For rank-local stragglers, TraceML first accounts for time a rank may spend waiting during backward because another rank arrived late. It then compares ranks and labels the largest timing difference among input wait, compute, H2D, and residual. The largest difference must be at least 1.25x the next-largest difference.

Then inspect:

Worst Rank
worst vs median timing
Input Wait
Forward
Backward
Optimizer Step
Residual

How to triage the worst rank¶

If the diagnosis is INPUT STRAGGLER, inspect input loading on the worst rank:

uneven shards or batch construction
rank-local preprocessing jitter
slow storage path on one host
custom collation or tokenization on one rank

If the diagnosis is COMPUTE STRAGGLER, inspect observed compute-phase work on the worst rank:

uneven input shapes
rank-local branching
extra forward, backward, or optimizer work
framework hooks or callbacks that run on one rank

If the diagnosis is H2D STRAGGLER, inspect host-to-device transfer on the worst rank: batch shapes, transfer placement, pinned memory, and transfer jitter.

If the diagnosis is RESIDUAL STRAGGLER, inspect rank-local host-side work on the worst rank: logging, checkpointing, validation, callbacks, CPU stalls, or unobserved transfer work.

If the diagnosis is STRAGGLER, reduce the problem one phase at a time. Start with the largest timing gap on the slow rank.

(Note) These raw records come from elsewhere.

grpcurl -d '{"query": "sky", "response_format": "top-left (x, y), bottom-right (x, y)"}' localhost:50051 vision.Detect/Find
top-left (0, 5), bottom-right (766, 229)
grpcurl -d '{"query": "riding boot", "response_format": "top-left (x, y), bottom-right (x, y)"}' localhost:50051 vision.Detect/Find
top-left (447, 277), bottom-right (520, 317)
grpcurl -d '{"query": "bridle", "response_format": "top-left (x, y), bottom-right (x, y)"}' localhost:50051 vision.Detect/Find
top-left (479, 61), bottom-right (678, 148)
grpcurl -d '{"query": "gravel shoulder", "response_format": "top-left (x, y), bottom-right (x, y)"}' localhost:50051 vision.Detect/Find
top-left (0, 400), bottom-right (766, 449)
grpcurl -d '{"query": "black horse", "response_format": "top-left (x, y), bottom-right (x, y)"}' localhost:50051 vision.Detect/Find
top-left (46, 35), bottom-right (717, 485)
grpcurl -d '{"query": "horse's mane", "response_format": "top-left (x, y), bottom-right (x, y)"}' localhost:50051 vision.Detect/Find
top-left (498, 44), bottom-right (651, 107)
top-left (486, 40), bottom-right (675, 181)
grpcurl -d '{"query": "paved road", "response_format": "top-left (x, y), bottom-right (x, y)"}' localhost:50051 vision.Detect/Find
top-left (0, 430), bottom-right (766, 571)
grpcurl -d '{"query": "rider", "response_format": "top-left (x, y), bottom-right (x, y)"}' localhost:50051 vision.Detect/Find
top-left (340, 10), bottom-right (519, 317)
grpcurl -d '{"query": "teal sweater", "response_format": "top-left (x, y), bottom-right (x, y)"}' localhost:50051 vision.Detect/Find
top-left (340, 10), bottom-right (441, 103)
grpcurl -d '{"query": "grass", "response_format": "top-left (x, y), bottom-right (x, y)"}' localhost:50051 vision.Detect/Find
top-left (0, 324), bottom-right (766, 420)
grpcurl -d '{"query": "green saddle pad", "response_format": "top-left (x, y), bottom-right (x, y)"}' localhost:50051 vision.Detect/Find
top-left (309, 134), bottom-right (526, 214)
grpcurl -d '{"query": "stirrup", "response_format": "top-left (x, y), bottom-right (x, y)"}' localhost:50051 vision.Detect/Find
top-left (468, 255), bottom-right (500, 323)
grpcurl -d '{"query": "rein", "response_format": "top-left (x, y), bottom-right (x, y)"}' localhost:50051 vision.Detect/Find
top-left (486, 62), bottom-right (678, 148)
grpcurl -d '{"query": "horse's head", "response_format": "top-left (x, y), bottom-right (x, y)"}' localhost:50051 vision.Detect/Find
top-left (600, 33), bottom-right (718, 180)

If the diagnosis is RESIDUAL-HEAVY, remember that TraceML reports residual time as a derived bucket. It is not direct NCCL or all-reduce timing. Inspect logging, checkpointing, validation, CPU stalls, framework orchestration, and unobserved transfer paths before assuming the cause.

FSDP note¶

TraceML supports single-node multi-GPU DDP and FSDP in the current public docs. Multi-node DDP summary reports are supported. Multi-node FSDP uses the same distributed launch path as DDP, but should be validated in your environment.

TraceML's clean-step rank attribution is calibrated for DDP-style backward synchronization. In FSDP, forward time can include parameter all-gather wait caused by another rank arriving late. Use this guide for FSDP rank-skew symptoms, but treat COMPUTE STRAGGLER as observed compute-phase skew, not proof of rank-local model compute. TraceML does not yet report explicit FSDP all-gather or reduce-scatter timing.

Compare a fix¶

After changing data loading, batching, model logic, or host placement, compare the old and new summaries:

traceml compare old_run/final_summary.json new_run/final_summary.json

Look for changes in total step time, worst-rank skew, input time, compute time, residual time, and diagnosis.